Genetic causes of PD are uncommon, and the cause of PD in most patients is unknown, but it is becoming apparent that there is a genetic contribution in many. The most common gene mutations known to increase the risk – but not be the sole cause - for PD in any individual are those in the GBA (glucocerebrosidase) gene.
In a study led by Dr Toni Pitcher and Prof Martin Kennedy, we have recently detected GBA mutations in 10% of our Longitudinal PD cohort, similar to findings overseas. We, and others, have shown that there is a higher rate of cognitive impairment and dementia in patients with a GBA mutation. Such genetic testing is likely to become important in the future as specific therapies tailored to those people with specific gene mutations, such as GBA, are currently being explored.
Brain imaging can provide a variety of objective indicators of brain status. Dr Tracy Melzer has led a number of MRI and PET projects in the Longitudinal cohort, especially relating to cognitive changes in the PD patients. He showed that the earliest changes are a reduction in blood flow and some thinning of the deeper white matter tracts even when there is only mild cognitive impairment.
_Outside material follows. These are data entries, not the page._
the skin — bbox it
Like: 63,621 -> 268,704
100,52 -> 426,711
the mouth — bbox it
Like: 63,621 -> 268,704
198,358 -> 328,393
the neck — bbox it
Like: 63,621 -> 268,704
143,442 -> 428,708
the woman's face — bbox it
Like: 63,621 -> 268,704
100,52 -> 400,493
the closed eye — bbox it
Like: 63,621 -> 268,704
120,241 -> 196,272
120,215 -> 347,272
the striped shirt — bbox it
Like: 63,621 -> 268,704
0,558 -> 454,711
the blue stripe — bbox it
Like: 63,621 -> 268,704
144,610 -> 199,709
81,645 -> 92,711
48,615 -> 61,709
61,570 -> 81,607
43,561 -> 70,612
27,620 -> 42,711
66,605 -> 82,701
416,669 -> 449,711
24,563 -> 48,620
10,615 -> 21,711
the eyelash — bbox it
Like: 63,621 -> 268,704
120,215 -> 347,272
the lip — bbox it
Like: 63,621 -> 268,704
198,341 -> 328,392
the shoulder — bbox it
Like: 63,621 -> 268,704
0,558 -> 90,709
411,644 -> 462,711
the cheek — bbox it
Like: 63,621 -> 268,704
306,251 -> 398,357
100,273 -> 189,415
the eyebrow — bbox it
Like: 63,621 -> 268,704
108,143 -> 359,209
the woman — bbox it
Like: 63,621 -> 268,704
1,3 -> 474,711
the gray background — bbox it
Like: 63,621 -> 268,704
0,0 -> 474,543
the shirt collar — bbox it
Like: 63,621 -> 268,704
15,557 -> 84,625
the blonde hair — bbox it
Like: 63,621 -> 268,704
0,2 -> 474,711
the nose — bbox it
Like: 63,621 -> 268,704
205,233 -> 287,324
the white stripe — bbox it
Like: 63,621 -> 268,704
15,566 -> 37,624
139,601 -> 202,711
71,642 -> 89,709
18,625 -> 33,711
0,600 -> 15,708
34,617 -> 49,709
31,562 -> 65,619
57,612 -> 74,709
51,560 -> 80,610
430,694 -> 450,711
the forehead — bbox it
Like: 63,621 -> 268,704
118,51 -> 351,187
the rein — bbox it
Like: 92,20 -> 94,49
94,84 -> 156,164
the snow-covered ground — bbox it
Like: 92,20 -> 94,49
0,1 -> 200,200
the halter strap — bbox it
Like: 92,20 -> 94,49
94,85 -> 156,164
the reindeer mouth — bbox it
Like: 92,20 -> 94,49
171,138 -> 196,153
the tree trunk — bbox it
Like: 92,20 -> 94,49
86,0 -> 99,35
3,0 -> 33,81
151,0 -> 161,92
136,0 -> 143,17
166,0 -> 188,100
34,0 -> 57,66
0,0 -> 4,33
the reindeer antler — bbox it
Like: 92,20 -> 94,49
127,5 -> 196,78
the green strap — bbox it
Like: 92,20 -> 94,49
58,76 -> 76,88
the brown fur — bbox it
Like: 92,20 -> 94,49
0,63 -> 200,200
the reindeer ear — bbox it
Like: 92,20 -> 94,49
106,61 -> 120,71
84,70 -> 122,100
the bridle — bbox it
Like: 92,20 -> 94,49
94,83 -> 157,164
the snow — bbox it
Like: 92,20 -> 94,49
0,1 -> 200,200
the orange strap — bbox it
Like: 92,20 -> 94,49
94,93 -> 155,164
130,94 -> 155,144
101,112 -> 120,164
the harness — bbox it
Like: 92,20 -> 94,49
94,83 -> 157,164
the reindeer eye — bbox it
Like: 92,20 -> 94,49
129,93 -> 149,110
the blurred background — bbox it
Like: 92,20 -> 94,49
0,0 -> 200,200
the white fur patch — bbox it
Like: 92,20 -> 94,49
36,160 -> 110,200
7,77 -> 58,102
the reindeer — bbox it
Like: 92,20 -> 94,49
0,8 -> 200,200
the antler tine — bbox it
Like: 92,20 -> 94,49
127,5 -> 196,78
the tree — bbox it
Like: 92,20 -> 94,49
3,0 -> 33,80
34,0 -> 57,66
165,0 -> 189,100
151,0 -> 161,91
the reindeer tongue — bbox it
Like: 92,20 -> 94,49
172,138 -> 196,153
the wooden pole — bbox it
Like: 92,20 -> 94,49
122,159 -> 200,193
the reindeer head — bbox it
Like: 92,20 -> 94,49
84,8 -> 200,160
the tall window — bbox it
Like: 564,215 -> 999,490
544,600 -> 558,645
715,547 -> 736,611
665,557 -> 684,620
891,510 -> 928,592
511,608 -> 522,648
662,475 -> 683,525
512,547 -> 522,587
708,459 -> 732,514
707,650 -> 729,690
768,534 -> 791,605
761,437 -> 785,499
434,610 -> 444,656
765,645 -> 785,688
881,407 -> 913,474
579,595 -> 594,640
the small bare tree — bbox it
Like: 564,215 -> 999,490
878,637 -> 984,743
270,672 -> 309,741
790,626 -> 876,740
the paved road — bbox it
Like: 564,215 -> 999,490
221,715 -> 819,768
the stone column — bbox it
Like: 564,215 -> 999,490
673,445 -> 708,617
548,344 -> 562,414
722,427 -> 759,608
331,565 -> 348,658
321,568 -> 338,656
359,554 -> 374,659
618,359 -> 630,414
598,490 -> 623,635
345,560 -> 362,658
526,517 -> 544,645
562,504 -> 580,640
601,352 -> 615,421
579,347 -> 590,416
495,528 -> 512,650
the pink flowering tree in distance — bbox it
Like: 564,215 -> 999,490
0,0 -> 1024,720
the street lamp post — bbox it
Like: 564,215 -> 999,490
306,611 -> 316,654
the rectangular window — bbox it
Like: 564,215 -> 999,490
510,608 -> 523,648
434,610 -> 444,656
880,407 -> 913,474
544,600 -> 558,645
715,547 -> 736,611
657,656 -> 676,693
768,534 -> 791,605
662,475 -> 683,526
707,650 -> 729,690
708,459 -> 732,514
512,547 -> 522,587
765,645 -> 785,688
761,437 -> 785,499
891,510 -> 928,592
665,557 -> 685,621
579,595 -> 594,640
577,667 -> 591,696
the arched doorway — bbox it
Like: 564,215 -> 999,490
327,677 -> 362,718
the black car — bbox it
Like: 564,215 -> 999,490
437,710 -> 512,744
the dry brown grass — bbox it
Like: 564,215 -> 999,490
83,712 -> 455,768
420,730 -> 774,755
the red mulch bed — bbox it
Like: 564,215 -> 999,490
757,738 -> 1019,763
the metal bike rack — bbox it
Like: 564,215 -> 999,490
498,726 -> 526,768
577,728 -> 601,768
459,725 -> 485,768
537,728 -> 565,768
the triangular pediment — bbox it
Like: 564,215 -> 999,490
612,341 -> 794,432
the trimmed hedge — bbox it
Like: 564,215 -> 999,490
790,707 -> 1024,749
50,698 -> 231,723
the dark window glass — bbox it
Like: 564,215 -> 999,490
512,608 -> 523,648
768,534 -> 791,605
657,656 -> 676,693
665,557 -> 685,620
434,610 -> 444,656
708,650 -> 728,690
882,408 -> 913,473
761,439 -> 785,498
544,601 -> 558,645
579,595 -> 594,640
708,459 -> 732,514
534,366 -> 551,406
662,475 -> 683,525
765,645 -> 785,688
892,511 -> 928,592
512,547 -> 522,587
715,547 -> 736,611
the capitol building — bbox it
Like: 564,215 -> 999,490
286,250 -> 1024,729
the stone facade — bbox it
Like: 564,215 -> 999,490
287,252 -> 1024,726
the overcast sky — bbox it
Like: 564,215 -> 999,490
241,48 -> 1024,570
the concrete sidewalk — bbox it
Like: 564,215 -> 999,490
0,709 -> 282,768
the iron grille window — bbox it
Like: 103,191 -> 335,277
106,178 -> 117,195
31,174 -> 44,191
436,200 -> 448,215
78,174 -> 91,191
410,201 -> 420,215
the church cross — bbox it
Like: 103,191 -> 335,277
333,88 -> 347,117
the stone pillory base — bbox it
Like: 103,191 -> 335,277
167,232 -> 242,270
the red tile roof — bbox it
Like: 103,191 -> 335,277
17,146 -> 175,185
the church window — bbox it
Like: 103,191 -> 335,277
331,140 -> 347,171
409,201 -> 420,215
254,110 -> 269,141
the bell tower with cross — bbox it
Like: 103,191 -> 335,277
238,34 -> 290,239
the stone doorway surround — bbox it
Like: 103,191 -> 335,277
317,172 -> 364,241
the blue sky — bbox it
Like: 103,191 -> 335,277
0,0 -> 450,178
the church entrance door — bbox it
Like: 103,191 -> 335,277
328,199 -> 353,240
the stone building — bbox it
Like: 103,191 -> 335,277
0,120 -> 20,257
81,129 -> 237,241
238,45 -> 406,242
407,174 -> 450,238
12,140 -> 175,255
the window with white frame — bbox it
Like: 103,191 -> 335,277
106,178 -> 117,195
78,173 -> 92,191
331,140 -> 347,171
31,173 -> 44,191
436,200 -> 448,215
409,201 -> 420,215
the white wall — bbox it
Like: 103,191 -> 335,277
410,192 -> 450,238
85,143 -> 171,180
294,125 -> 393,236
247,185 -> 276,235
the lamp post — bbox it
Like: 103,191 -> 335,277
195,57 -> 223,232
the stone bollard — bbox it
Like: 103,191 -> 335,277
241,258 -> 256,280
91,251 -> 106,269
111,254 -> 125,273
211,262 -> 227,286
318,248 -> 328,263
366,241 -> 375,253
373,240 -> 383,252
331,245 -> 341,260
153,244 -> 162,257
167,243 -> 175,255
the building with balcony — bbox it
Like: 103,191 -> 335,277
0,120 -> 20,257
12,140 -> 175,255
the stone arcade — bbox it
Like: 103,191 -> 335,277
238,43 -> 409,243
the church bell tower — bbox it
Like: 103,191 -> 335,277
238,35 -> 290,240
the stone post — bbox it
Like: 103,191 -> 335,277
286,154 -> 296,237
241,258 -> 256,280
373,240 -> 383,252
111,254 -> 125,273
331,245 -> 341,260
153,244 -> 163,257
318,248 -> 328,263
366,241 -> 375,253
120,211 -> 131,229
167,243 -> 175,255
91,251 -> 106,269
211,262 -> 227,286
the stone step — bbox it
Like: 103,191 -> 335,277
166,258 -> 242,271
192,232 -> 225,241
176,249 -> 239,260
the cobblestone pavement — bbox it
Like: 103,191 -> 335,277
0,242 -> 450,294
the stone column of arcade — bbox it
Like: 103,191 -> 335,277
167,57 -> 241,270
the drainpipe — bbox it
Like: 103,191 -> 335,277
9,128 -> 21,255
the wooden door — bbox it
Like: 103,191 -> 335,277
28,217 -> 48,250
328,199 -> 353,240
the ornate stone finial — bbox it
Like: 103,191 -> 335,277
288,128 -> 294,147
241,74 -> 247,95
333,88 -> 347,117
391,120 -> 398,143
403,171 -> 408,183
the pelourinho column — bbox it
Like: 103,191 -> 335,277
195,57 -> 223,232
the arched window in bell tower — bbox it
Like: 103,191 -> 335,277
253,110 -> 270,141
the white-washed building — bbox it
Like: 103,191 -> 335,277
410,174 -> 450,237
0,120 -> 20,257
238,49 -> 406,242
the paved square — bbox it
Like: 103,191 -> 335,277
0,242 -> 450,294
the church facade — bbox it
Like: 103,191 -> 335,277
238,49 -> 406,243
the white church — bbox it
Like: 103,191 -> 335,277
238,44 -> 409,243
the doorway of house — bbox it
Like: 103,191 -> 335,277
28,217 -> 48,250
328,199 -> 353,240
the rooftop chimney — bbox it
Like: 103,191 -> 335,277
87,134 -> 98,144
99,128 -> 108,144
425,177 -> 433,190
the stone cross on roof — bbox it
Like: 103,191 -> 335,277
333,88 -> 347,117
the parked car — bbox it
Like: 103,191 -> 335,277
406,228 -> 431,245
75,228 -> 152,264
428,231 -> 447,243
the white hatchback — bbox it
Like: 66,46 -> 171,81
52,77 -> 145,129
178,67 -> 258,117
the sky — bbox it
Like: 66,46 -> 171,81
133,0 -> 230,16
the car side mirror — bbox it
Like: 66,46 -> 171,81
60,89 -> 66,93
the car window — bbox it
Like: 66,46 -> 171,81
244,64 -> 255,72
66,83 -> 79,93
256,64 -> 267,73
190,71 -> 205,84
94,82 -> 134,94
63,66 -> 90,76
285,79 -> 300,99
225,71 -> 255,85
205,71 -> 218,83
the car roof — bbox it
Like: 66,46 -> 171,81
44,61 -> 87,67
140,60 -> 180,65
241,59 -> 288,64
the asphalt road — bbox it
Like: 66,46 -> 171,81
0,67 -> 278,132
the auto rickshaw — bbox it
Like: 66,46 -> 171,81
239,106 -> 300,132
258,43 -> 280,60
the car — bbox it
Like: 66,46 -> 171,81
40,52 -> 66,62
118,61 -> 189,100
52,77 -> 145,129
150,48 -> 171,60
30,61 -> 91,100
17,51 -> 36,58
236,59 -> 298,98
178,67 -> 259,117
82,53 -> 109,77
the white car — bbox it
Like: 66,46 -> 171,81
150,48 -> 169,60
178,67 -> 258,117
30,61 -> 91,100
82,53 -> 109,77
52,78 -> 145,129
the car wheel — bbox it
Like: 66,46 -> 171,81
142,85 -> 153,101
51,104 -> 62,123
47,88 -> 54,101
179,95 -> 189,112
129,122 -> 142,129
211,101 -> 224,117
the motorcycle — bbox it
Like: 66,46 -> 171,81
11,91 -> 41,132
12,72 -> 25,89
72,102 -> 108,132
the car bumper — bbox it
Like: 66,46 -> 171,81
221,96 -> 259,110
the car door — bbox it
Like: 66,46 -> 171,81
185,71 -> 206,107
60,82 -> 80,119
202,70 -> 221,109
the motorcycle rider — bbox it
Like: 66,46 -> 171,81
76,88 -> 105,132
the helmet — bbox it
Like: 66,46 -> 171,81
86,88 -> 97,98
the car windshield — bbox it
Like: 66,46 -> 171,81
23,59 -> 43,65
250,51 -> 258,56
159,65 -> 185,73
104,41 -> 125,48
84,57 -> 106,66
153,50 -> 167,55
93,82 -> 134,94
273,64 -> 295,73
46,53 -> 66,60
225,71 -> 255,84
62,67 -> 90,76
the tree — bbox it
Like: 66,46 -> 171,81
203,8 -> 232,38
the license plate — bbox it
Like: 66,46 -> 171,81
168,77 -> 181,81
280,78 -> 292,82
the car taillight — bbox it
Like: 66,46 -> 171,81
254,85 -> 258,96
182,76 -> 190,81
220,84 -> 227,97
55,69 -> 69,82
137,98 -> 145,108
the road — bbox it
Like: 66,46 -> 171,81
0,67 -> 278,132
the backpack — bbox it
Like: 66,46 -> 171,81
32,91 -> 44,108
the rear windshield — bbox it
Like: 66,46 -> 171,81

In PD patients with dementia these changes are greater and accompanied by brain atrophy – a reduction in overall brain size – and increase in white matter hyperintensities (hardening of small blood vessels). Presently we are exploring whether measuring these changes in individual patients early in their disease, in concert with other clinical and blood markers, can predict their long-term outcome. If so, then we could use such information to choose the right type of patient for trials of new therapies and ultimately tailoring individualised treatment.
The pathological change in the brains of people with PD is the abnormal accumulation of alpha-synuclein – an abundant protein we all have but which goes out of shape (is misfolded) in PD. It has been proposed that one of the main causes of dementia in PD is the additional build up of Alzheimer’s-type amyloid protein in the brain. However, in the largest published study of its type, we undertook amyloid PET scans in PD patients and demonstrated that coexistent Alzheimer’s is not a factor in PD dementia.
One of our present research thrusts is to collaborate with researchers at the National Institute of Ageing (NIA) in the US to measure concentrations of proteins that come from the brain, but are found in the blood in tiny packages called exosomes, to determine if changes in these proteins relate to cognitive and motor status in Parkinson’s.
Professor Tim Anderson is a neurologist, with subspecialty expertise in movement disorders including Parkinson’s, Huntington’s disease and botulinum toxin therapy. He undertakes two specialty clinics in movement disorders per week and fortnightly botulinum toxin clinics for the CDHB, as well as teaching 5th year University of Otago medical students and hosting students at his outpatient clinics.
Tim regularly conducts clinical pharmaceutical trials in Parkinson’s and other neurological conditions and this has enabled patients not only to have early access to new treatments but also regular clinical review and oversight. He is the Clinical Director of the New Zealand Brain Research Institute.